Fremont, CA: Agriculture is one of the largest industries on the planet. Farming processes are becoming increasingly data-driven as smart technologies and sensors appear on fields and data grows in volume. The sector is being propelled forward by rapid advancements in data analytics, the Internet of Things (IoT), and cloud computing.
We can now monitor farms, soil, plant activity, and water levels to better understand agricultural systems than we ever could previously thanks to the development of data analytics technology. We can gather and analyze this data using wireless sensors to uncover trends that will allow farmers to make more informed decisions, resulting in increased output and, ultimately, a better product.
Smart farming, often known as the Third Green Revolution, is the deployment of smart technologies to innovate the agriculture sector. It has the potential to bridge the gap between cutting-edge technology and the agricultural sector, which has traditionally relied on more traditional farming methods.
Farmers are using data to figure out harvest yields, fertilizer need, cost savings, and even future crop optimization methods. Data analytics solutions are used in smart farming to gather data from numerous farming practices and generate algorithms that can be used by different farms to produce a crop yield that is both fruitful and sustainable. Farmers will be able to better estimate agricultural activity and use strategies that are not just better for their crops but also more environmentally friendly with this knowledge.
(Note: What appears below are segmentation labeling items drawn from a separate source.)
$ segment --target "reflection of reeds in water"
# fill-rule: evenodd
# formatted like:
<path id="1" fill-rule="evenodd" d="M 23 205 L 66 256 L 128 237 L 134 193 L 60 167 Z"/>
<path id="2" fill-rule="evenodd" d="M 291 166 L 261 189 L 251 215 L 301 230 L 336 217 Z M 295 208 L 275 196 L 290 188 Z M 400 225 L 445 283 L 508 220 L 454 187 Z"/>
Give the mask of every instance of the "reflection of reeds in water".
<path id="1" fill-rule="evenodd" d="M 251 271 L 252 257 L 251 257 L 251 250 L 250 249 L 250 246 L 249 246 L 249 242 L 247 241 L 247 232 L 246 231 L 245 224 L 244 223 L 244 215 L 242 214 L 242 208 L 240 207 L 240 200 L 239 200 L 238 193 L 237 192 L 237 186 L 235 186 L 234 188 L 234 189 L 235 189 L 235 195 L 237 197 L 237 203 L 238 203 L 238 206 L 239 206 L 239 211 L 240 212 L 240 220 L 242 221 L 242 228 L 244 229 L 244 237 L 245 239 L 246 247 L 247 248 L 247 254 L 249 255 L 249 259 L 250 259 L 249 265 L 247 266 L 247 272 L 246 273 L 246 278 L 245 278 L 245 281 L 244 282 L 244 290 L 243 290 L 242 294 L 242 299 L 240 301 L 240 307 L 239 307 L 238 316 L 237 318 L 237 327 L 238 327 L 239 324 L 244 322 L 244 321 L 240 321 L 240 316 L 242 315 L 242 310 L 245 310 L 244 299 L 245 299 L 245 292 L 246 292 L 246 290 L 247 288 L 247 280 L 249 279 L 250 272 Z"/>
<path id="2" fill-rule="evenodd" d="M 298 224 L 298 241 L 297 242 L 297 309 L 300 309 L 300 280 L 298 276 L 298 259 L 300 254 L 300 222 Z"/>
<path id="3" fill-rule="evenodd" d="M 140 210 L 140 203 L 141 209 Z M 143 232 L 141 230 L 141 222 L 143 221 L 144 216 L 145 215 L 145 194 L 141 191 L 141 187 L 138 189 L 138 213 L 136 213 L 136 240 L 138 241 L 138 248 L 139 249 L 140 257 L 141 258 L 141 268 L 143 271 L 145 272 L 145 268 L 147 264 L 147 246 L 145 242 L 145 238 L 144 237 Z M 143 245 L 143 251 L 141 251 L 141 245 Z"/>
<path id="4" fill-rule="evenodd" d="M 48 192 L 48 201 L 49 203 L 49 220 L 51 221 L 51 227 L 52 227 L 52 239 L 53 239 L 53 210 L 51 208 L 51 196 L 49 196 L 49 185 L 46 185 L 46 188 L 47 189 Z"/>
External variables that we have no control over are a key risk element in farming and agriculture. Pests and crop diseases, for example, as well as natural calamities such as storms and extreme weather, can wipe out entire harvests. It was nearly impossible to forecast such disasters until data analytics techniques became available.
Any amount of external ideas or information can be factored into machine learning and algorithmic techniques. Farmers can then plan or act accordingly using predictive modelling techniques. Take, for example, weather patterns, consumer demand, and industry trends. Workers in the agriculture industry will be able to use this information to better understand how the environment affects their work.